As I said, once made, your mole with keep for a couple weeks in the fridge, and it freezes well.
Hank's Turkey Mole
- 6 anchos
- 6 pasilla or mulatto chiles
- 6 guajillo chiles
- 1 chipotle
- 1/4 cup sesame seeds
- 1/4 cup pumpkin or squash seeds (pepitas)
- 1/3 cup pecans or walnuts
- 1 teaspoon coriander seeds
- 2 ounces Mexican bittersweet chocolate, crushed up
- 1/4 cup lard, duck fat or vegetable oil
- 1 cup chopped onion
- 4 cloves garlic, chopped
- 1/3 cup raisins, about 2 ounces
- 3 small corn tortillas, or 1 large, slightly charred
- 1/2 teaspoon black pepper
- 8 cloves, about 1/2 teaspoon ground
- 1 teaspoon cinnamon
- 1 large tomato, charred under a broiler
- 1/2 cup roasted and pureed tomatillos, about 3 large ones
- 1 quart chicken or turkey broth
- 2 pounds turkey breast
- Remove the stems and seeds from the chiles. Flatten them out as best you can and toast them on a comal or cast iron pan set over high heat. You'll want a spatula to hold them down. You'll only need to toast the chiles for a few seconds on either side; watch for blistering, and when you see it, you're good.
- Toss the toasted dried chiles into some warm water to soak, and, when they're soft, puree in a blender with some turkey or chicken broth. You want a consistency like thick BBQ sauce. Set aside.
- In a large, dry pan, toast - one at a time - the sesame seeds, pepitas, pecans and coriander seeds. Set them all in a bowl to cool, then grind into a paste in a spice grinder. Set aside.
- Put the 1/4 cup of lard into a large, heavy pot like a Dutch oven. Set the heat to medium-high and sauté the onions until they begin to brown a bit. Add the garlic and raisins, then sauté another minute.
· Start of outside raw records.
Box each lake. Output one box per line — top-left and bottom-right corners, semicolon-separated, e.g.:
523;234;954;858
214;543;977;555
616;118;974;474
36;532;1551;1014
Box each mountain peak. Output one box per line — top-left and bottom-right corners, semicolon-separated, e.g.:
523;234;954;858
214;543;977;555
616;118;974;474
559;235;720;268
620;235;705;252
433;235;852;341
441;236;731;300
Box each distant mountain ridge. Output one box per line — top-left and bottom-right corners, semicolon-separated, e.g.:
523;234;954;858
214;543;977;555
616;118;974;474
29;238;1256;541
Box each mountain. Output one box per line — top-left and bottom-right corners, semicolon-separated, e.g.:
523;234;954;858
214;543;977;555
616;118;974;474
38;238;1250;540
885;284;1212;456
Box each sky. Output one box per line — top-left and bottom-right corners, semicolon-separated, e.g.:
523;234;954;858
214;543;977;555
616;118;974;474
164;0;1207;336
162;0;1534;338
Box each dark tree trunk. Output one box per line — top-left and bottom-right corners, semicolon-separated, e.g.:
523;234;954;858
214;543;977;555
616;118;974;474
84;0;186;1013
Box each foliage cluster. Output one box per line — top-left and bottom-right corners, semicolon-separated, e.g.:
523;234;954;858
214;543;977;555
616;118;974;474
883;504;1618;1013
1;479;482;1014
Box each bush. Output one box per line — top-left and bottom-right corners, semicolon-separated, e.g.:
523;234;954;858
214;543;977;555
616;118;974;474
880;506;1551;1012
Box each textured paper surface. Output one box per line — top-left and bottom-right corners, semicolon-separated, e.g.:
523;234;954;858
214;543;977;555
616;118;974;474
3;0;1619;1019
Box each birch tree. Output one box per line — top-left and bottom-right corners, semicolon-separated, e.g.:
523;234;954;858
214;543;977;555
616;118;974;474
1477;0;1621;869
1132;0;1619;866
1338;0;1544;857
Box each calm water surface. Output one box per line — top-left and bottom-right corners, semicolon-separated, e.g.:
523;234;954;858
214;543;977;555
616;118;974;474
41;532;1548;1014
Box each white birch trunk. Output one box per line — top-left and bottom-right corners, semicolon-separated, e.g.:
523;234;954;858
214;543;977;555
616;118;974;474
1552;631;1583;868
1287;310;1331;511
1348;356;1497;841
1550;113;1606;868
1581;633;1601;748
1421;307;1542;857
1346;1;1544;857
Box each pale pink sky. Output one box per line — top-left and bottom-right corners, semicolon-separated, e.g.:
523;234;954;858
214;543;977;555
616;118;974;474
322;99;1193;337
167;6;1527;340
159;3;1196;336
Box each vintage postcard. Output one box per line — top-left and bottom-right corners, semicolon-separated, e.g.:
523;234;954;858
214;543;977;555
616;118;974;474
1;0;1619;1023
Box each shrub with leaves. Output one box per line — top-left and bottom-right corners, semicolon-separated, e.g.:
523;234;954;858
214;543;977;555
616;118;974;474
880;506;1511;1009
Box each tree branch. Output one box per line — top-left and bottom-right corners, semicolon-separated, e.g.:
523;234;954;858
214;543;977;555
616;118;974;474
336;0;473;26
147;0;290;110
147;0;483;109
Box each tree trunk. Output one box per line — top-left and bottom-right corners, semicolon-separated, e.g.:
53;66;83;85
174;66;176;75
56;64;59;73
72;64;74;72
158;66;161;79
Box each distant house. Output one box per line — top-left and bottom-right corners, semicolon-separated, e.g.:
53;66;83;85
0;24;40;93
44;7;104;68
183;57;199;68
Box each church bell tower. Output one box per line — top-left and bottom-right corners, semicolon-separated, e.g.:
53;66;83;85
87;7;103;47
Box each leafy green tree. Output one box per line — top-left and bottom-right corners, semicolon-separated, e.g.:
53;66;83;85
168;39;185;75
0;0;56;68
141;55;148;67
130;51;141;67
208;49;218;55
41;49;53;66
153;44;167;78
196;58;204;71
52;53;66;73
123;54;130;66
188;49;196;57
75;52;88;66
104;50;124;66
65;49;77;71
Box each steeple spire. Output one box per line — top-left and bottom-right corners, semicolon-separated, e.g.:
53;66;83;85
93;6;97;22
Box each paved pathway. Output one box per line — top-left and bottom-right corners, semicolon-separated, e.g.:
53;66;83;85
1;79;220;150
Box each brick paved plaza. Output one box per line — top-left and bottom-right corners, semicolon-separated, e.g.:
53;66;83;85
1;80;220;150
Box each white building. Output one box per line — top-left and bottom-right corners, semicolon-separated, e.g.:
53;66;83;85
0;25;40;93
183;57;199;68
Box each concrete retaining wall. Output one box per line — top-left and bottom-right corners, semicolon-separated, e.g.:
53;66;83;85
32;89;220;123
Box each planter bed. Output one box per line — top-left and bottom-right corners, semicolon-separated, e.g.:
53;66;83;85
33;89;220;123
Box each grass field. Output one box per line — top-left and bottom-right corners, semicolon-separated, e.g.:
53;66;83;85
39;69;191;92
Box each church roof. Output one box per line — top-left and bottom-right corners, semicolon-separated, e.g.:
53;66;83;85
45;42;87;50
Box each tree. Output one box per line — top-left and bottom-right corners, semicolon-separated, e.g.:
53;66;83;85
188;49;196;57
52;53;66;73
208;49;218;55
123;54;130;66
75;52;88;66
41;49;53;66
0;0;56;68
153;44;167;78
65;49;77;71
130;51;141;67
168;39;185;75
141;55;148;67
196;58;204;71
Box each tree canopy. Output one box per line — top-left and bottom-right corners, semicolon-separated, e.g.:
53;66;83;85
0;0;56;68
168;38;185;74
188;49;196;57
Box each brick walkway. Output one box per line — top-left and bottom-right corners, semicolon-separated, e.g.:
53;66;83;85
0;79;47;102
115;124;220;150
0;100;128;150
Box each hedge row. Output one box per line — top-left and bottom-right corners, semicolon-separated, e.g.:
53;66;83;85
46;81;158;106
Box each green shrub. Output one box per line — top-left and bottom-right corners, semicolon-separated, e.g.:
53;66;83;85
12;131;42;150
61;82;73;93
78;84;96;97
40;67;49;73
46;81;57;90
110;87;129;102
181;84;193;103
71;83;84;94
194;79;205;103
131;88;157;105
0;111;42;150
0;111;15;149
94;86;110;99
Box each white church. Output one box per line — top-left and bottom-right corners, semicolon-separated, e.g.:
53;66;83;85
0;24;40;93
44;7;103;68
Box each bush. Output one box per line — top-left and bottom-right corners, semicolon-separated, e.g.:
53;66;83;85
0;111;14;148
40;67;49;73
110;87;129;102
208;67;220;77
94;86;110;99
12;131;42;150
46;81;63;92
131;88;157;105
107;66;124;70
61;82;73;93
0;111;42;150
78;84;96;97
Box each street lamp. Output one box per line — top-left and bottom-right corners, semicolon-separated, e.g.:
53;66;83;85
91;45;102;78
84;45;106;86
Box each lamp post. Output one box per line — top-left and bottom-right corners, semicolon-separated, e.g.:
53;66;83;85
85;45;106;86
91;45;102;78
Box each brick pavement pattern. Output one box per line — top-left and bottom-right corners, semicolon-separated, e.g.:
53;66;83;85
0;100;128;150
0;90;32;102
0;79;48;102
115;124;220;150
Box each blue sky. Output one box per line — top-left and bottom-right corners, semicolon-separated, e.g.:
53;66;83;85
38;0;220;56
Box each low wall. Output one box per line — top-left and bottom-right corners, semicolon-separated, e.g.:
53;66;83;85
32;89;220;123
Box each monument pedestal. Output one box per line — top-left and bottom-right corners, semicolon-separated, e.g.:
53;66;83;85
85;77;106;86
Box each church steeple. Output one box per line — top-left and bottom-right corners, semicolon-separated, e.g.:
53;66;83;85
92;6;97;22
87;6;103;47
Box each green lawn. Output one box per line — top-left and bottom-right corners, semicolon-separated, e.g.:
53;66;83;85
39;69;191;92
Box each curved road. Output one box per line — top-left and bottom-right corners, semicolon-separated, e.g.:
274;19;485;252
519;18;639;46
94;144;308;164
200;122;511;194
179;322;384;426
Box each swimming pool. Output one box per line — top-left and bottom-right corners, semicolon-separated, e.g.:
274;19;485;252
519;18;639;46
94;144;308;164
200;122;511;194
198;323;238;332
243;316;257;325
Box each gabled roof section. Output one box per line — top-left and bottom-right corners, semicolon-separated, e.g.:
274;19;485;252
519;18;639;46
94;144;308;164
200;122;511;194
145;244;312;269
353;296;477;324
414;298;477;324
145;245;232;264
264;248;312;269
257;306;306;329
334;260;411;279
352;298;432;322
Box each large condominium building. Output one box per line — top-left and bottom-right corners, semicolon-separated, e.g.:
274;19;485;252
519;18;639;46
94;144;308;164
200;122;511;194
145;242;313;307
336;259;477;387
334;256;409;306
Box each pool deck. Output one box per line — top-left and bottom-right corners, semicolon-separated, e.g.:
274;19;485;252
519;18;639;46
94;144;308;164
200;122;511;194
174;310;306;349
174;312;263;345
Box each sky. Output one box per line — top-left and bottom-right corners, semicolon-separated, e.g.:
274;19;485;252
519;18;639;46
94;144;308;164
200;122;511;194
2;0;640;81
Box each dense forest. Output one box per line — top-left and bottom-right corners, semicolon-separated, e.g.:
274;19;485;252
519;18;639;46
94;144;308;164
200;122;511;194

Turn off the heat and let this mixture cool a bit, then put it in the blender.
- Smash up the charred tortillas and put them in the blender. Add the ground nuts, seeds and coriander to the blender. Add the black pepper, cloves, cinnamon, charred tomato and tomatillos to the blender, and turn it on. Add enough turkey stock to make the blades work, and puree this mixture. It should be thick, but pourable.
- Pour this into the Dutch oven. Add a little more broth to the blender to get all the stray sauce sticking to its sides and pour that in the pot. Add the Mexican chocolate and all the pureed chiles, too, mix well and bring to a bare simmer. You want the mole to have the consistency of melted ice cream. Add salt to taste.
- Simmer this mole for 20 minutes. As this is happening, salt the turkey breast well. After 20 minutes has elapsed, submerge the turkey breast in the mole. Simmer gently until it's done. I do this by sticking a meat thermometer into the fattest part of the turkey breast, and I pull the meat when it hits 150°F.
- Remove the turkey from the mole and scrape most of the sauce back into the pot. Slice against the grain, then serve with the mole, some cilantro and sesame seeds as garnish.
Keys to Success
- Put some music on and settle in for a fairly long series of steps when making mole. It's not hard, but you do need to pay attention to detail to make a great mole. Don't make it when rushed.
- All the toasting and charring steps really matter. Don't skip them.
- Other meats that work well with this sauce would be chicken, rabbit, pork, squirrel, pheasant or partridge.